The mourners, whose number was estimated at between 200,000 and 500,000, came from all over Israel to attend the funeral. Police closed several traffic arteries, including parts of Road 4, and streets around the Ponevezh Yeshiva.

Thousands gather around the body of Rabbi Gershon Edelstein, head of the Ponevezh Yeshiva in Bnei Brak, on May 30, 2023. (Yonatan Sindel/Flash90)

Outside the Haredi world, Edelstein was respected for promoting a peaceful coexistence and easing tensions between Haredi and secular Jews in Israel.

He is widely credited for tamping down a grassroots boycott in Haredi circles of the Angel bakery, whose CEO, Omer Bar-Lev, was filmed protesting recently against the government of Prime Minister Benjamin Netanyahu in Bnei Brak, not far from Edelstein’s home.

Edelstein’s United Torah Judaism is a senior partner of Netanyahu’s Likud party. Protesters opposing that government’s judicial overhaul and other controversial policies have picketed in Bnei Brak twice, in rallies that many critics in the Haredi world and beyond saw as provocative and belligerent.

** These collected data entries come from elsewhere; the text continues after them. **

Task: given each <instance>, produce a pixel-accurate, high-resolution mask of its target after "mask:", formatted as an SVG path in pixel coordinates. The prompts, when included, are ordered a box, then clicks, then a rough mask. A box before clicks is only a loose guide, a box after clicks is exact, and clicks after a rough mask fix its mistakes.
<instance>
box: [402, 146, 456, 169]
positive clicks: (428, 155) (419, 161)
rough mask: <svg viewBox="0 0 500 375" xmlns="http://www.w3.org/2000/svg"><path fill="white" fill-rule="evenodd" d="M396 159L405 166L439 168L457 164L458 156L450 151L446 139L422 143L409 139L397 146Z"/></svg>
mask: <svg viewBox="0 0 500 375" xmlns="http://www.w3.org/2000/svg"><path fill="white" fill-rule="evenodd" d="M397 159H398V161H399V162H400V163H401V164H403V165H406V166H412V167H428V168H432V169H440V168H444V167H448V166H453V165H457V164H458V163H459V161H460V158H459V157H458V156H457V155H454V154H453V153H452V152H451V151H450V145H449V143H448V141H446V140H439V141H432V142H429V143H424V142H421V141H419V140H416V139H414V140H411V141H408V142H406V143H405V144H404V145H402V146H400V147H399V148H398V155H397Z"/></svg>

Edelstein is thought to have changed edicts whose drafts referred to secular Israelis as wicked, to describe them as erroneous or ignorant. The late rabbi also hosted Haredi soldiers in uniform at the yeshivah, according to several sources, rejecting attempts to ostracize Haredim who enlist.

Mourners gather during the funeral of Rabbi Gershon Edelstein near the Ponevezh Yeshiva in Bnei Brak on May 30, 2023. (Jack Guez/AFP)

In 2011, Edelstein in a Torah lesson equated secular Jews who die serving in the Israeli army to devout martyrs who died in the name of God and Judaism, a quote that some believe opened the door to growing numbers of conscripts from the Haredi world, whose yeshiva students by and large enjoy a controversial exemption from army service.

Edelstein insisted on the independence of the Haredi education system, which critics say does not prepare its graduates to participate in Israeli society and job market. Last year, he vetoed an attempt by other Haredi partners, who are political partners of United Torah Judaism, to increase the number of Haredi schools that teach math, English and exact sciences, and are therefore eligible for government funding.

Edelstein was born in Russia to a long line of rabbis and settled with his parents in Ramat Hasharon.

President Isaac Herzog, who is on a visit to Azerbaijan, wrote in a statement that Edelstein “was a spiritual leader of enormous stature whose Torah and pious greatness influenced our generation and will influence generations to come.”